The concept of brand is a much broader than the concept of product. The essence of brand is seen only in the conditions of entering a particular market and refers not only to directly product features, but also to the trademark feature of a company, and therefore, is fully dependant on company’s brand marketing approach.
In the conditions of the globalizing market, many companies chose to output their brands to the international market, and thus, face the necessity of determining international marketing strategies. Releasing a “brand for the whole world”ť requires not only careful preparation and analysis of company’s capabilities and resources, but also a new level of awareness and understanding of company’s activities and brand specificities. Further in this paper, we will focus at standardization vs. adaptation challenges faced by marketers in creating and sustaining brands in the global market.
Local and global brands
Nowadays, the majority of brands can be assigned to either local or global. Local brands are designed for the operation and application only in the domestic market of a particular country, and hence, they are formed basing on the mentality of the local consumer (Doole and Lowe, 2008; Ghauri and Cateora, 2010). Global brands are the property of TNCs oriented at international market and affect the preferences of consumers from all over the world and, accordingly, on the competitiveness of multiple countries (Keegan and Green, 2008; Ghauri and Cateora, 2010).
In the most strict sense, a global brand is a brand sold all over the world while maintaining the integrity and unity of a brand, i.e. same brand positioning, same range of products, standardized communication and distribution systems are applied, at least at the level of compliance with the basic principles of each element (Doole and Lowe, 2008). In this case, the most important challenge for a company is the creation of a fundamental strategy for its brand, which operates in multiple countries and in many markets simultaneously. This also predetermines the task of obtaining maximum profit out of the very fact of standardization (Keegan and Green, 2008).
Thus, local or national marketing is aimed at maximizing adaptation, accounting for the differences, concentration, independence and separation of marketing activities according to national borders. Accordingly, local or national marketing strategy determines the need to consider local features in the company’s activity in a particular market. In its turn, global marketing strategy focuses on maximum standardization, concentration of marketing management, synchronization and integration of all marketing activities. In this regard, a global marketing strategy focuses on the universality of the marketing techniques used in different countries.
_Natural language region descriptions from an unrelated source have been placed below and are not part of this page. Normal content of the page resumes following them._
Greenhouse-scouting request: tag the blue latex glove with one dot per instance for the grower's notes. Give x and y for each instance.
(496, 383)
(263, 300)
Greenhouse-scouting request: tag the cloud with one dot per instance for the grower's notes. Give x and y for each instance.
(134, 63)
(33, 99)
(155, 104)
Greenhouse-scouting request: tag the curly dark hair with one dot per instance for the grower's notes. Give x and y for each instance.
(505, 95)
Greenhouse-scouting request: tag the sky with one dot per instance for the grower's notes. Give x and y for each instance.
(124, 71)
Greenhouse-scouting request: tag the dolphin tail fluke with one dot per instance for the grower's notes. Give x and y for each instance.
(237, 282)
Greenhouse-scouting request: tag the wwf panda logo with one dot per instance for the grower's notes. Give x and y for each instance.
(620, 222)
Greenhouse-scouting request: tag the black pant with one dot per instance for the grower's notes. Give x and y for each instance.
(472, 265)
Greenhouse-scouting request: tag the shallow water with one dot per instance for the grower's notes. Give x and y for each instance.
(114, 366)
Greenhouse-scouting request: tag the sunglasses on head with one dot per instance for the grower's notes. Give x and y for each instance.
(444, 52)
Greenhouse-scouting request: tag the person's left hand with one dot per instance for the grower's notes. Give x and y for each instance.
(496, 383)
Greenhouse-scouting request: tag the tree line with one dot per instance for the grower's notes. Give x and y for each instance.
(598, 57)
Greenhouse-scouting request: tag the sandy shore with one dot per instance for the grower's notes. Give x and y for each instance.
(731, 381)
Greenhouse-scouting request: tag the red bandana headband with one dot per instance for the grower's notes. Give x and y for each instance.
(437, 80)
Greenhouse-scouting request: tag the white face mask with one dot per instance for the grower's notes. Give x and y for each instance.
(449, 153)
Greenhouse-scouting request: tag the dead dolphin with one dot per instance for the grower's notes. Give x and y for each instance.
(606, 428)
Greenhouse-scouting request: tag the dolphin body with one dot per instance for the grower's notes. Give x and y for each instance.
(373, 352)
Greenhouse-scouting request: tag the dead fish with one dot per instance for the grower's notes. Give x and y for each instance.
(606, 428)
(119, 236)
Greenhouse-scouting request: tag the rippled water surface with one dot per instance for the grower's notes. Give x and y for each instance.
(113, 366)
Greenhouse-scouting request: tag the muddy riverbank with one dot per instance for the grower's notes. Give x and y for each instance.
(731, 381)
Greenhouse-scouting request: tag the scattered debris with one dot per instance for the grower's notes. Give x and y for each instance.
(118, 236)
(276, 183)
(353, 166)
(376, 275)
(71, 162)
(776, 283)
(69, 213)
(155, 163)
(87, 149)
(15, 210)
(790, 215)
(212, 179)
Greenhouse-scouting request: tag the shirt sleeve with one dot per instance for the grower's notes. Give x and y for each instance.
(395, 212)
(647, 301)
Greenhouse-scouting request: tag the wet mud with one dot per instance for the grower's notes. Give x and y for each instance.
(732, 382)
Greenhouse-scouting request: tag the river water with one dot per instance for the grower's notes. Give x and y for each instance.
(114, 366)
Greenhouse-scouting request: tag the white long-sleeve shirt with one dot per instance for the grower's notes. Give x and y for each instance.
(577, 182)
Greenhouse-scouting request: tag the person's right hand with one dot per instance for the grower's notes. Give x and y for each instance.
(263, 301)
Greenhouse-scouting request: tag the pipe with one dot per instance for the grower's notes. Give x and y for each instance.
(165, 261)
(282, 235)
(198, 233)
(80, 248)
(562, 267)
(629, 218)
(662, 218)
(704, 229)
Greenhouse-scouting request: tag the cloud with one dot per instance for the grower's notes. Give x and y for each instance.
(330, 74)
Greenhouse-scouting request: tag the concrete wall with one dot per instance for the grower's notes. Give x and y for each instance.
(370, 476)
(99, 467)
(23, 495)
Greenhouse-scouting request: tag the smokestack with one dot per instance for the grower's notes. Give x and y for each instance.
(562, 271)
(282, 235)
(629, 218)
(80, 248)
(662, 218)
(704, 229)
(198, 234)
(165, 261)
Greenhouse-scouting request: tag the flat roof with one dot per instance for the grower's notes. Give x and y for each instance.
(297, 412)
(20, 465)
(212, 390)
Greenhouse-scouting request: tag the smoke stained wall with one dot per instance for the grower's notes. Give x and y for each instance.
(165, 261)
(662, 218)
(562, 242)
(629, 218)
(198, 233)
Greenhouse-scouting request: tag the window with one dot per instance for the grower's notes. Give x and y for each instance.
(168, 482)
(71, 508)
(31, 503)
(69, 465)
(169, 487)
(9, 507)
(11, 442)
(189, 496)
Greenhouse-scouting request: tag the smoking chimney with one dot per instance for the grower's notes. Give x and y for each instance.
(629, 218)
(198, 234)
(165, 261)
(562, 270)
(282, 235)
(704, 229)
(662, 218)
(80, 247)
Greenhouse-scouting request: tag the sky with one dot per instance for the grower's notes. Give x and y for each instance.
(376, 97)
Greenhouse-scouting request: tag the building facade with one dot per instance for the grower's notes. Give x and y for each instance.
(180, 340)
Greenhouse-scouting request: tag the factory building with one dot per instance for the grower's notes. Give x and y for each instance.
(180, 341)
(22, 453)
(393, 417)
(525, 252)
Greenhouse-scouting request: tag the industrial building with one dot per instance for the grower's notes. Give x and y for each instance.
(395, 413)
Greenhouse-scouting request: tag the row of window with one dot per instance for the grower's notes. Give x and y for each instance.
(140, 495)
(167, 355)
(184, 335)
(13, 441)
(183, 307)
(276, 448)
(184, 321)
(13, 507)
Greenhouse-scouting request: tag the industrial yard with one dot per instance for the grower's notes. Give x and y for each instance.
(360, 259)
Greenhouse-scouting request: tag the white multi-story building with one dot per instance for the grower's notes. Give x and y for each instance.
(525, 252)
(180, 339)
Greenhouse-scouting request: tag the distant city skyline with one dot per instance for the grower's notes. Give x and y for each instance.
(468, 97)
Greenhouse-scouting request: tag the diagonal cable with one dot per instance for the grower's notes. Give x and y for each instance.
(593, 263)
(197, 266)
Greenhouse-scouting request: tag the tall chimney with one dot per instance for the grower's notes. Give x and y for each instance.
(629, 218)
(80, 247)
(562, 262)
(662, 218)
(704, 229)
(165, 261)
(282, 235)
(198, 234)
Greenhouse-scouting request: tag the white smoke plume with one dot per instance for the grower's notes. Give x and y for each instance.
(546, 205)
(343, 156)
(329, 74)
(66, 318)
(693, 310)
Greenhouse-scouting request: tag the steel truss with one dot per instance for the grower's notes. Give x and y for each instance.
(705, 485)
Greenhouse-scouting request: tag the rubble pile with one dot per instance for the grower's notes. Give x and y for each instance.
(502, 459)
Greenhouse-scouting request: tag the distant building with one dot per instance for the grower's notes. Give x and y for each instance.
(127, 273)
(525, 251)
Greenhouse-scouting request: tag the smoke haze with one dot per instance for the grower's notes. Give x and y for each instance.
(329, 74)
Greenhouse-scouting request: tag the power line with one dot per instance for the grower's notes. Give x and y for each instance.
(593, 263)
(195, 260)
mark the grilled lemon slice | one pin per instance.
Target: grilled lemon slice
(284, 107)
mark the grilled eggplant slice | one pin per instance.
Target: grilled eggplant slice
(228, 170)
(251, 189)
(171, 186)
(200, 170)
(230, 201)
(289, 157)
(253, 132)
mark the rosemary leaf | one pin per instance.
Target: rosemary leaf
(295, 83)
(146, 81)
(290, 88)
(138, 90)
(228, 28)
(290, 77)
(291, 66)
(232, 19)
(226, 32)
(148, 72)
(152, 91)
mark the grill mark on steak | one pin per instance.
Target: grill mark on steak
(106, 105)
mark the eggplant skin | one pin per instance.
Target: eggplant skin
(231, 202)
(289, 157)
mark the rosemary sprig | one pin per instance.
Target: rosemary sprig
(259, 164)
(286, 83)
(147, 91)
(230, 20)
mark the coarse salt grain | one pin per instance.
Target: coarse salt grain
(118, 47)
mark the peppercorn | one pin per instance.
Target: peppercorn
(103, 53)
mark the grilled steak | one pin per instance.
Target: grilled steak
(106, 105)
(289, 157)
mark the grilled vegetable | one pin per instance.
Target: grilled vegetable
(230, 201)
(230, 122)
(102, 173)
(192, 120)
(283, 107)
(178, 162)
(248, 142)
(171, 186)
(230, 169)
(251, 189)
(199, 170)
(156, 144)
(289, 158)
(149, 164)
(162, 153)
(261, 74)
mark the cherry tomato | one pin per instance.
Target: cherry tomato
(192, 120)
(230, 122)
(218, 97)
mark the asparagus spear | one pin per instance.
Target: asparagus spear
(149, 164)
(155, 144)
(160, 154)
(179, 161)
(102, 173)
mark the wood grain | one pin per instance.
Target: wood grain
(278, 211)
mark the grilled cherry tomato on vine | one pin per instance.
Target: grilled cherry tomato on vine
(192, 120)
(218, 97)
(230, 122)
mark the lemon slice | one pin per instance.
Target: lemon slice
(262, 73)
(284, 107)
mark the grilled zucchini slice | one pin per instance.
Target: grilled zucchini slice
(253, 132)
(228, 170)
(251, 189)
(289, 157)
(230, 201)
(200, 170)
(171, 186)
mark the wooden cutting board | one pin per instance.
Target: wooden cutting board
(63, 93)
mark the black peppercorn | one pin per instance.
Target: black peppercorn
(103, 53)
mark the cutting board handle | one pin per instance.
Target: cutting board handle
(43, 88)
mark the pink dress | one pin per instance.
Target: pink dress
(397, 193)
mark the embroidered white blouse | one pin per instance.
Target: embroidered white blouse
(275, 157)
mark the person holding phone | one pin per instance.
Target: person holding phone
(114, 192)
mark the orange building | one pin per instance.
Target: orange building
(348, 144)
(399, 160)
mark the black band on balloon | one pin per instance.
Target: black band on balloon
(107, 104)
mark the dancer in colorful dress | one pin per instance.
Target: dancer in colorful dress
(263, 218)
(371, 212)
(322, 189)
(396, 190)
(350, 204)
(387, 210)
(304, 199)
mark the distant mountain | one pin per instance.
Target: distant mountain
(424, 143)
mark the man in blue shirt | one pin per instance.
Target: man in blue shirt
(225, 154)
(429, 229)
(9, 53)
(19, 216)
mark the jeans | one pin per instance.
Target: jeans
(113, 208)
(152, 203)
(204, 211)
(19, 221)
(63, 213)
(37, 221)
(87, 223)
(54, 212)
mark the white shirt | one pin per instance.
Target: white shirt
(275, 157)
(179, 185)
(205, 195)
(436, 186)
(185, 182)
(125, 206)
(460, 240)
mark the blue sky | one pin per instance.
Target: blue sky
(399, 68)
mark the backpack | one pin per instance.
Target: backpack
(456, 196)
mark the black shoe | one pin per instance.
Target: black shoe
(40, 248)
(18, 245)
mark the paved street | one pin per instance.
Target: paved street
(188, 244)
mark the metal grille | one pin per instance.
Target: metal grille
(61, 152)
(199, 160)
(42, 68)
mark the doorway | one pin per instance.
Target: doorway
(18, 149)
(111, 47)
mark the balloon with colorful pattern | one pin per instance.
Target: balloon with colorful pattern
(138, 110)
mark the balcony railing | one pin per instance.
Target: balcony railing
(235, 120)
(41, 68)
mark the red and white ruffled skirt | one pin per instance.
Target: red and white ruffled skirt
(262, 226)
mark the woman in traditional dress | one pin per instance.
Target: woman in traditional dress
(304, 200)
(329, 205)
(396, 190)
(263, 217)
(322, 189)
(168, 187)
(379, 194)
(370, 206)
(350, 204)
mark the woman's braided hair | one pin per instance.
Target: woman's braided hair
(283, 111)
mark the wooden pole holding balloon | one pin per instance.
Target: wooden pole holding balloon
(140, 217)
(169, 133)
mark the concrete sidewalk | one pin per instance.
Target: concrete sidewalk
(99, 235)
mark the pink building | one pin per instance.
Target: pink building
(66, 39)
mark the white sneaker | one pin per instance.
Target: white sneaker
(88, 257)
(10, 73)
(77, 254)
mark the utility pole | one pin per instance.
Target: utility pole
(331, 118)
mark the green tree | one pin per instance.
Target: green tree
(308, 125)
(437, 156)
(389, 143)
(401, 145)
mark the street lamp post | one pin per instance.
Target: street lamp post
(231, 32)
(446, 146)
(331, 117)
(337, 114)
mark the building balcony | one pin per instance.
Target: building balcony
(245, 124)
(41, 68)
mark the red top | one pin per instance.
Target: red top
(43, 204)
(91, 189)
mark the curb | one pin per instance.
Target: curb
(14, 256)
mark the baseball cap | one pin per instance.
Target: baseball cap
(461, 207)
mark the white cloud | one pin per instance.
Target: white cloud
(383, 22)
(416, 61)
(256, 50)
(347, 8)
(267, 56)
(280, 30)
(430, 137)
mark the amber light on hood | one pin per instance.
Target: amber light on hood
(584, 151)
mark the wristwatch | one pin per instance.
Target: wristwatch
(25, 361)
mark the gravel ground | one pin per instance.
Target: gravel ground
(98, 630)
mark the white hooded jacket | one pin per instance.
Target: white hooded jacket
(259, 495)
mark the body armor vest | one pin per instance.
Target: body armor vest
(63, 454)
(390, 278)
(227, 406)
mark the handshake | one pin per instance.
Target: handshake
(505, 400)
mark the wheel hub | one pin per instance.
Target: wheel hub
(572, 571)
The main engines on the way to spreading brands around the world, as a rule, include such factors as reduction in expenditures, speed of new products’ entry into market, competition level, incorporating world-class quality, and possibilities of contemporary media coverage (Albaum and Duerr, 2011; Keegan and Green, 2008; Doole and Lowe, 2008). However, for the majority of multinational companies, worldwide expansion is a rather painful evolution. No matter how strong emphasis of global marketing on the unity of the strategy is, in the end, any company is forced to show flexibility and achieve certain balance between regional and international activities, which is discussed further.